Phase 1: Research → Save summary → /clear
Phase 2: Implement → Commit → /clear
Phase 3: Test → Save results → /clear
This is not just a Claude problem—every AI coding assistant faces finite context:
| AI Tool | Context Window | Same Issues? |
|---|---|---|
| Claude Code | 200K | ✓ MCP servers |
| GitHub Copilot | 8K | ✓ Extensions |
| ChatGPT | 128K | ✓ Plugins |
| Cursor | Varies | ✓ Integrations |
| Cody | 100K | ✓ Context fetching |
The Universal Truth:
- Every AI coding assistant has finite context
- Every tool integration consumes tokens
- The more ambitious your workflow, the bigger the problem
- Context is the new bottleneck
- → Lazy loading should be default
- → Token costs should be transparent
- → Give users control over what loads
-
Context is Finite and Fills Fast
- 200K tokens sounds like a lot
- MCP servers can consume 57% at startup
- Measure your actual usage
-
Strategic Tool Selection Helps (If Available)
- Load only what you need
- Can save 30-40k tokens
- But not all servers support this
-
Lazy Loading is the Real Solution
- mcp-funnel: 91% → 38%
- 104k tokens saved
- Works with any MCP server
- Gives you your workflow back
-
This Affects Everyone
- All AI coding assistants face this
- Context is the new bottleneck
- Plan your workflows accordingly
-
It's Fixable
- The tools exist today
- Free, open source, easy to set up
- You don't have to live with 91% context usage
- mcp-funnel - Lazy loading proxy for MCP servers
- mcp-atlassian - Jira and Confluence MCP server
- mcp-gitlab - GitLab MCP server
- Model Context Protocol - Official MCP documentation
- Claude Code - AI-powered CLI from Anthropic
This repository contains three configuration scenarios:
.mcp.json- mcp-funnel setup with Atlassian (partial tools).mcp-funnel.json- GitLab + Sequential Thinking servers through mcp-funnelmcp-direct.json- Direct MCP configuration with Atlassian + GitLab (the 91% problem)

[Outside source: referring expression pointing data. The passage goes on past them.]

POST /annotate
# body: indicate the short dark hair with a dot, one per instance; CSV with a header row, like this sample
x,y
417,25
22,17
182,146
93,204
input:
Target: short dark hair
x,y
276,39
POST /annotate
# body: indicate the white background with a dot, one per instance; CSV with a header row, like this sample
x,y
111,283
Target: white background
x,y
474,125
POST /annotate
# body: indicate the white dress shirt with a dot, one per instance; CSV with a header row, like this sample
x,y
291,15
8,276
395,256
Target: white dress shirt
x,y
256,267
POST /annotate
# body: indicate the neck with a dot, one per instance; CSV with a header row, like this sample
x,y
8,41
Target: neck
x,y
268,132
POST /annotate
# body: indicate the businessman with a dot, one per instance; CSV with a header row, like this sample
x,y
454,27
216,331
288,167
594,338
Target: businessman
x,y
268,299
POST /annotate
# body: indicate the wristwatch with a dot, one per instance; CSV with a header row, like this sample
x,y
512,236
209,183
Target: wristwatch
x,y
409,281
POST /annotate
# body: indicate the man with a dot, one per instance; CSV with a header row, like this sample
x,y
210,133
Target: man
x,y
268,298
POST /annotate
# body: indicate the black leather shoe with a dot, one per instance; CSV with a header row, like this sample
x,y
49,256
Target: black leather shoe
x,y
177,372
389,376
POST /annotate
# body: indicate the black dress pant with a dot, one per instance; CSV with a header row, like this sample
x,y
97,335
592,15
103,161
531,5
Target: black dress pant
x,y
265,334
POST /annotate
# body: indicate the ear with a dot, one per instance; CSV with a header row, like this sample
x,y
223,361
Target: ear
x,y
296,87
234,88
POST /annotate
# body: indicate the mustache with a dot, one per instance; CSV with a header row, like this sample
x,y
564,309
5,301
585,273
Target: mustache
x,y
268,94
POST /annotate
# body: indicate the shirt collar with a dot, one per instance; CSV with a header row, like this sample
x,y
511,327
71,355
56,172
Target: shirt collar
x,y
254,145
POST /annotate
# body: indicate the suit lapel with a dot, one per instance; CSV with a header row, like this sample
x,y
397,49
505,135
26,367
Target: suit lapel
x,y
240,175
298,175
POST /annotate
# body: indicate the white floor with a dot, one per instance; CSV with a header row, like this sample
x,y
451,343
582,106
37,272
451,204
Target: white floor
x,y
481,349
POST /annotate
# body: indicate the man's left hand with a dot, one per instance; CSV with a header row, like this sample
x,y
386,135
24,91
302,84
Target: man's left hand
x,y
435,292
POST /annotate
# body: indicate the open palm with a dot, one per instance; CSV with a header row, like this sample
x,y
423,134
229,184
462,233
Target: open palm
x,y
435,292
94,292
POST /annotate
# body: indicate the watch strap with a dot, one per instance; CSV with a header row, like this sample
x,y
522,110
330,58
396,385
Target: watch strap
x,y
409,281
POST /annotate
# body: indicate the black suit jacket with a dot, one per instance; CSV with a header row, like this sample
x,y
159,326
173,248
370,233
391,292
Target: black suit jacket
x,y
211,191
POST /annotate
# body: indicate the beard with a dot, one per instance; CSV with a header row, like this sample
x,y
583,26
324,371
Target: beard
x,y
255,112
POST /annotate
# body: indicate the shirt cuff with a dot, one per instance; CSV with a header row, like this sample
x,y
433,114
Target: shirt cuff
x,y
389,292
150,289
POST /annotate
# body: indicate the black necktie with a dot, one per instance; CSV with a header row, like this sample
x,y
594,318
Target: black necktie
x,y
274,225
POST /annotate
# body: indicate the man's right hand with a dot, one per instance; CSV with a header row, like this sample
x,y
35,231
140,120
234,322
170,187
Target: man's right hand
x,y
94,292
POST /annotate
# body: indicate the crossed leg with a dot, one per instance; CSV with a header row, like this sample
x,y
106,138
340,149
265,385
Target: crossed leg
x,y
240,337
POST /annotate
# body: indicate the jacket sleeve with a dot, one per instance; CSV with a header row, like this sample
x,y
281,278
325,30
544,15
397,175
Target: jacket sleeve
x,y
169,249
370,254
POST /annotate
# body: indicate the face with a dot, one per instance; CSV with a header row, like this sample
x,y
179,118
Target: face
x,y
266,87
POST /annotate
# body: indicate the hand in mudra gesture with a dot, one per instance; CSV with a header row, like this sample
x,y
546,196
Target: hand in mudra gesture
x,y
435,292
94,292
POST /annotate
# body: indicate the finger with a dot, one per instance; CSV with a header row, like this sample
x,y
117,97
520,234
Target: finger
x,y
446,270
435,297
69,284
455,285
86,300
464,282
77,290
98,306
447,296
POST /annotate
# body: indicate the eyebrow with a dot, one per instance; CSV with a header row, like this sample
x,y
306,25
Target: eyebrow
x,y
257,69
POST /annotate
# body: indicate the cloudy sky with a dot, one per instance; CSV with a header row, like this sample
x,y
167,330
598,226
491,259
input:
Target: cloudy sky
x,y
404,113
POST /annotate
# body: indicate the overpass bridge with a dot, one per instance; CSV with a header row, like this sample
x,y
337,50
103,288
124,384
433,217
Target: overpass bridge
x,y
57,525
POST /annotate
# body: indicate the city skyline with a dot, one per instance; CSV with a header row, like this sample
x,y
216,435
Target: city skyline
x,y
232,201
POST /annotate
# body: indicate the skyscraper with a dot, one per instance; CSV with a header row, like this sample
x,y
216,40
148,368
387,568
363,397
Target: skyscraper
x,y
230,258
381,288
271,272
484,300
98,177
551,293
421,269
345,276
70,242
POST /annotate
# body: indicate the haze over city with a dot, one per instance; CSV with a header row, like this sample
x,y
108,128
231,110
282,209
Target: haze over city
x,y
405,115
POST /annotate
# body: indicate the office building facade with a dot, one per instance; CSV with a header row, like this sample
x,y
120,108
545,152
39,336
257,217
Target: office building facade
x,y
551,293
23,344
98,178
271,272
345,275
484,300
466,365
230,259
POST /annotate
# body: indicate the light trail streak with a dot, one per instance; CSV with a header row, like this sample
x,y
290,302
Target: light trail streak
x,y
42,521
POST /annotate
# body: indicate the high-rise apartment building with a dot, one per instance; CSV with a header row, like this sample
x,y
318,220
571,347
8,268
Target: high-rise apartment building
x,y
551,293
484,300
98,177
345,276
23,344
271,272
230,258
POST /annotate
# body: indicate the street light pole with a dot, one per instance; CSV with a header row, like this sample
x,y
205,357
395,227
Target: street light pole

See measurements/screenshots/ for visual documentation from all 6 test configurations showing the context usage progression.
| Configuration | Total | % | MCP | Available | Tools |
|---|---|---|---|---|---|
| Baseline | 68k | 34% | 0k | 132k | 0 |
| Jira Partial | 70k | 35% | 3.6k | 130k | 3 |
| Jira Full | 104k | 52% | 37k | 96k | 8 |
| GitLab + Jira | 148k | 74% | 80.9k | 52k | 112 |
| All Combined | 181k | 91% | 114.3k | 19k | 117 |
| mcp-funnel | 77k | 38% | 9.6k | 123k | 12 pre + 100+ lazy |
This presentation and associated materials are shared for educational purposes. Individual tools and projects referenced maintain their respective licenses:
- mcp-funnel: Check repository for license
- mcp-atlassian: Check repository for license
- mcp-gitlab: Check repository for license
From broken to working in one config change.
You don't have to accept broken workflows. The solution exists today—it's free, it's easy, and it works.